It was a lovely portrayal of a young, brilliant professor who has early onset of Alzheimer’s at 50. It shows the slow, almost minor forgetfulness of names, words, places that could be just old age… it shows how the progression of Alzheimer’s speeds up, to forgetting people, well known places to incontinence and inability to recognize any one, walk or even speak in anything other than grunts. It shows the sadness of the immediate family members as they see the degradation of a beautiful mind within a still outwardly beautiful person.

It was a lovely portrayal. Isn’t that sad…. There, there Alzheimer’s… That’s not so bad, I could handle that…

It didn’t make me cry, sob like I hoped it would. I found it rather a dumbed down, watered down, rather beautiful betrayal of an incredibly cruel disease. I found it more frustrating rather than emotive.

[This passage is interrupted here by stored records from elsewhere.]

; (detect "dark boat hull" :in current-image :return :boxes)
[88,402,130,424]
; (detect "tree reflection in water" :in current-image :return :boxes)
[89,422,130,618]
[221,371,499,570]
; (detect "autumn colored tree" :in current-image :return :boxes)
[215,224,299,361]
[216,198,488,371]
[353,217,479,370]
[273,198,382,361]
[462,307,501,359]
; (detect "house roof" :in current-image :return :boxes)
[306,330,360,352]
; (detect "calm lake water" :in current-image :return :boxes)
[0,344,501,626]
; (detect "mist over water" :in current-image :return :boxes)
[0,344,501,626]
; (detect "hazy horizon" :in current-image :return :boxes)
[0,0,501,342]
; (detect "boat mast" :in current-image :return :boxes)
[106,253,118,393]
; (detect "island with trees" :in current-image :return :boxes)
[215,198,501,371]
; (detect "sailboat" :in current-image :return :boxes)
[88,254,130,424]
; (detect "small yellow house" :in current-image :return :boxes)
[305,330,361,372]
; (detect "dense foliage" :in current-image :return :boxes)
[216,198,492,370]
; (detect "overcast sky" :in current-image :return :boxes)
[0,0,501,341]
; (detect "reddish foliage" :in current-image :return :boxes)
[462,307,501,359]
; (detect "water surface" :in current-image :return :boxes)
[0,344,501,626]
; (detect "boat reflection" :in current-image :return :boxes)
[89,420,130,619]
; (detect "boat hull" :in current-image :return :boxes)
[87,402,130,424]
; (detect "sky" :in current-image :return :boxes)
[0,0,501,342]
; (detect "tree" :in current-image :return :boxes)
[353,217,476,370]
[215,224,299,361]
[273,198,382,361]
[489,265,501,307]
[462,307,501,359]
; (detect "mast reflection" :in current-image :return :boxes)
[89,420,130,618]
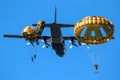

Where are the furious tantrums, the slamming of doors, the throwing of pots, the lunatic shouting? The long silences while locked in a bathroom or bedroom? Where are the hours of searching for a missing loved one and finding them miles and miles away at an old friend’s house or side of a motorway? Where are the scenes of complete lack of recognition for a daughter, a husband? Where are the scenes of self preservation, knife attacks out of gut instinct that something is wrong… so incredibly wrong… but just not sure what?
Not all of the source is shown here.